February 21st 2025
I shoot film sometimes, though haven’t managed to do it in a couple of years. First, we were on septic, and I wasn’t going to be putting development chems into the yard. Second, I’m a bit nervous about having the chemistry around my son.
In any case I’ve had an idea kicking around for a few years that you might be able to use machine learning to help figure out film and developer dilutions, times, and temperatures. The Massive Dev Chart mostly has you covered, but occasionally I’d run into an odd combination or do a push/pull that wasn’t on the chart and so I’d need to refer to the push compensation. Occasionally I’d do a push compensation and then also crank up the heat to keep the times from being interminable. I always made an image but was it the best I could have gotten? I mostly didn’t test enough to find out, though I did test one enough to make a submission to The Massive Dev Chart, which they emailed me back to make sure I hadn’t made a typo in the temperature.

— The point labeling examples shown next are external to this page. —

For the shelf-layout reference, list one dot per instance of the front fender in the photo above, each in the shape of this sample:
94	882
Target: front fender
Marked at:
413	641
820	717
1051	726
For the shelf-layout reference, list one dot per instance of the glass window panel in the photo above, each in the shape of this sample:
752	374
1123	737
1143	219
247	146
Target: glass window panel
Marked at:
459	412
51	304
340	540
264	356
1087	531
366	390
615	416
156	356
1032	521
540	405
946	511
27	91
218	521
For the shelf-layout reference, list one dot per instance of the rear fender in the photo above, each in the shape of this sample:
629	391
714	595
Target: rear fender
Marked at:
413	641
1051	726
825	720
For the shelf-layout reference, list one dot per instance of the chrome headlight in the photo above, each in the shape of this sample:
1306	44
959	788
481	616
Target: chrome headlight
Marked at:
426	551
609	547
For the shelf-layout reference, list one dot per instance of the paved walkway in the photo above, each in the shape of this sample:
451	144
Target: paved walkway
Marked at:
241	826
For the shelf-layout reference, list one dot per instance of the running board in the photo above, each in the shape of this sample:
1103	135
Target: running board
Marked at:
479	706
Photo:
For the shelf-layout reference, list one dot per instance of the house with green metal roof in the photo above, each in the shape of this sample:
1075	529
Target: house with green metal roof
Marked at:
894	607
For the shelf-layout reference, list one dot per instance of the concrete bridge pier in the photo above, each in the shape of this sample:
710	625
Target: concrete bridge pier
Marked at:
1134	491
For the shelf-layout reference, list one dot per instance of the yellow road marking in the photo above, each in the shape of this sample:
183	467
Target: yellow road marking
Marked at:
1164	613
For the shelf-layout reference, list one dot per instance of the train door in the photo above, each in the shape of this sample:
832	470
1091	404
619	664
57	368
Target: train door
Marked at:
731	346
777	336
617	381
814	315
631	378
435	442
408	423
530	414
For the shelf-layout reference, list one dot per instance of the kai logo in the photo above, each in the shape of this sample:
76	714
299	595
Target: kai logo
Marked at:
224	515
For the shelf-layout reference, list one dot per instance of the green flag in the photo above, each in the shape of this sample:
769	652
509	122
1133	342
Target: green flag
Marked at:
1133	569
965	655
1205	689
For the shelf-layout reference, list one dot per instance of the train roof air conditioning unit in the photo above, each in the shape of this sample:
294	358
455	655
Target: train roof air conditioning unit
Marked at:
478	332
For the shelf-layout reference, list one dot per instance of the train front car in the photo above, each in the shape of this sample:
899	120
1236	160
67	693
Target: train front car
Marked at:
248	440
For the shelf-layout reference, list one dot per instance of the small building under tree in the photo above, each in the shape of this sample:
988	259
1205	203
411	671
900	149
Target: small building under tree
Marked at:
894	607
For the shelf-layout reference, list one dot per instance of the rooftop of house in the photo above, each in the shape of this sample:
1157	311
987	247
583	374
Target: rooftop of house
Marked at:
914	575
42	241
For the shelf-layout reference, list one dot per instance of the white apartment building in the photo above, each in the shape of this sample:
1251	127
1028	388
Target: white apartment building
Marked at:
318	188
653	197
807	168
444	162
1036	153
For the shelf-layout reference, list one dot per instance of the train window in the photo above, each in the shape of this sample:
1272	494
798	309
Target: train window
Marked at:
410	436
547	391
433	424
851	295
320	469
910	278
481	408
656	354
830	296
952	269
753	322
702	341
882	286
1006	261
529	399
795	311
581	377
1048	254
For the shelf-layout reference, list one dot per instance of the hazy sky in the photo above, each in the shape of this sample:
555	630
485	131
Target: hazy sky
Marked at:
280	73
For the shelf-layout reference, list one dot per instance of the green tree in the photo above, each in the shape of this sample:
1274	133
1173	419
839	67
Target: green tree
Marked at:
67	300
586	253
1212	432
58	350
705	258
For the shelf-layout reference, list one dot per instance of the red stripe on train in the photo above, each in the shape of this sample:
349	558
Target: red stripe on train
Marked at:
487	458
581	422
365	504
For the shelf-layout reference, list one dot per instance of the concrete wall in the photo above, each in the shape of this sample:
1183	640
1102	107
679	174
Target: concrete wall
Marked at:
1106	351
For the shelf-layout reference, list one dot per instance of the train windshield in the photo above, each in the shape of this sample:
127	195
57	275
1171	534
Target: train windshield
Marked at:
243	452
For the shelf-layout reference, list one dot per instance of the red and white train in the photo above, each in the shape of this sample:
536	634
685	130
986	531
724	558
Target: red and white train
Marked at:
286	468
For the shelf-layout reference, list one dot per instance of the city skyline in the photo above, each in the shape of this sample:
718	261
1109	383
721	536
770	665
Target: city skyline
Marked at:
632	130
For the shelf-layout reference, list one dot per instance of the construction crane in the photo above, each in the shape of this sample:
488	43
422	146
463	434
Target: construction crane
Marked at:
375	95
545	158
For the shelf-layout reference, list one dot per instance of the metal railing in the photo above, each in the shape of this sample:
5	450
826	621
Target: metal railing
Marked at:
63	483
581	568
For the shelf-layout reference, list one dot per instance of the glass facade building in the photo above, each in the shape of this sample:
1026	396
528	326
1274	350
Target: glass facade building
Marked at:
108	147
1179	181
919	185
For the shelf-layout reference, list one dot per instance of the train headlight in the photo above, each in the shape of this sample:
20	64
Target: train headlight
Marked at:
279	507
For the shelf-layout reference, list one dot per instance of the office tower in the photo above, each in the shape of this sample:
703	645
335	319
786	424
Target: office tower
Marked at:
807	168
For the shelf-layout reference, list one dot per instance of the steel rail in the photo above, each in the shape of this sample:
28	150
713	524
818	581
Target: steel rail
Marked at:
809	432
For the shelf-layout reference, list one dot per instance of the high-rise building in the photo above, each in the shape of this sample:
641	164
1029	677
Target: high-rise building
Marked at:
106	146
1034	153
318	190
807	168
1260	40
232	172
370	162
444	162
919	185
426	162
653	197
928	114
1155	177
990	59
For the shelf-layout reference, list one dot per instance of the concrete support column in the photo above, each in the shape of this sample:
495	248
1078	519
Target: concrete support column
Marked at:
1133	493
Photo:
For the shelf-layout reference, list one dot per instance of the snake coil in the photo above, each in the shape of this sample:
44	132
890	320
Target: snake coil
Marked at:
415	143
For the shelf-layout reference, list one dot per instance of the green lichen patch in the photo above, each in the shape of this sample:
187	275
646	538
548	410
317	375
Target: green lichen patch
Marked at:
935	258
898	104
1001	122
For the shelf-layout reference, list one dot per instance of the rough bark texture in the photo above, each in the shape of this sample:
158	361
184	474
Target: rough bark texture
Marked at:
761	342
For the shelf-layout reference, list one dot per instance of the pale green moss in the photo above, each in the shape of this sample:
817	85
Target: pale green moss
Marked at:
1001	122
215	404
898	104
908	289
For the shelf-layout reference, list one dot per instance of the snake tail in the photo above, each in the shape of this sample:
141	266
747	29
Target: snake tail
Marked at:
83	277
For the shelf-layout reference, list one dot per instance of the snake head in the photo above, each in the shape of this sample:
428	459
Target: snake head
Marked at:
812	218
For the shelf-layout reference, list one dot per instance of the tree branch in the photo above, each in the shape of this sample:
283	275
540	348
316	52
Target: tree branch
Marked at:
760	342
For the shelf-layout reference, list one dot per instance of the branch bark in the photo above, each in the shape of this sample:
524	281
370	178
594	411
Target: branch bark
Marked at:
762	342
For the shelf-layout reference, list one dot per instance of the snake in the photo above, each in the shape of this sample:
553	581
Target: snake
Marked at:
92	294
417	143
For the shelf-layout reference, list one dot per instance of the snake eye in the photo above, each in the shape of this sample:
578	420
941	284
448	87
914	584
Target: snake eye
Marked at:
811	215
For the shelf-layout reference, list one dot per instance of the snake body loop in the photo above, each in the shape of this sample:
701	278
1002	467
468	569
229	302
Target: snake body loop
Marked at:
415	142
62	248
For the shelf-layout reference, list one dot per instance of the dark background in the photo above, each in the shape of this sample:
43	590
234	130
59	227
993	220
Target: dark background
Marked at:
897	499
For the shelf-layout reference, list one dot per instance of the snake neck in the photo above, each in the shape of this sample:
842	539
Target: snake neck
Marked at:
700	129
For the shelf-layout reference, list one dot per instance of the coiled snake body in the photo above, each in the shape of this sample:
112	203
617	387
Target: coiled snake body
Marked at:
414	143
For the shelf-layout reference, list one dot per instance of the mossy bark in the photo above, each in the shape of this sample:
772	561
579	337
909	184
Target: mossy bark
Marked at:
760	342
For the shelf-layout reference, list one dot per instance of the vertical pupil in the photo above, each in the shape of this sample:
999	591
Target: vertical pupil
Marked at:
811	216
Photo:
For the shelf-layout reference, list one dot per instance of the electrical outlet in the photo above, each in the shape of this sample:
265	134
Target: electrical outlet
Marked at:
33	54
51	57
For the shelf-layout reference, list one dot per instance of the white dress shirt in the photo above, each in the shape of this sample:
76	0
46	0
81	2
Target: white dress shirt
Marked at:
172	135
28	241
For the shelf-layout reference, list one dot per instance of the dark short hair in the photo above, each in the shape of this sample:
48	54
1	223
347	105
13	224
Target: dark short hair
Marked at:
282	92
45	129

I haven’t gotten to the machine learning part of the project, but I wrote some code to collect data. I’ve got some cleaning up of the data going on to do things like drop all entries that don’t have a full complement of information and averaging numbers where it makes sense like when it says 200-300 ASA/ISO, that gets averaged to 250. I’ve also dropped all of the two stage developer entries, which isn’t ideal but it’s only about 200 out of 16,000. If you want the full-full set of data review the file ‘all-film-all-developer.csv’, though do note it’s full of duplicates.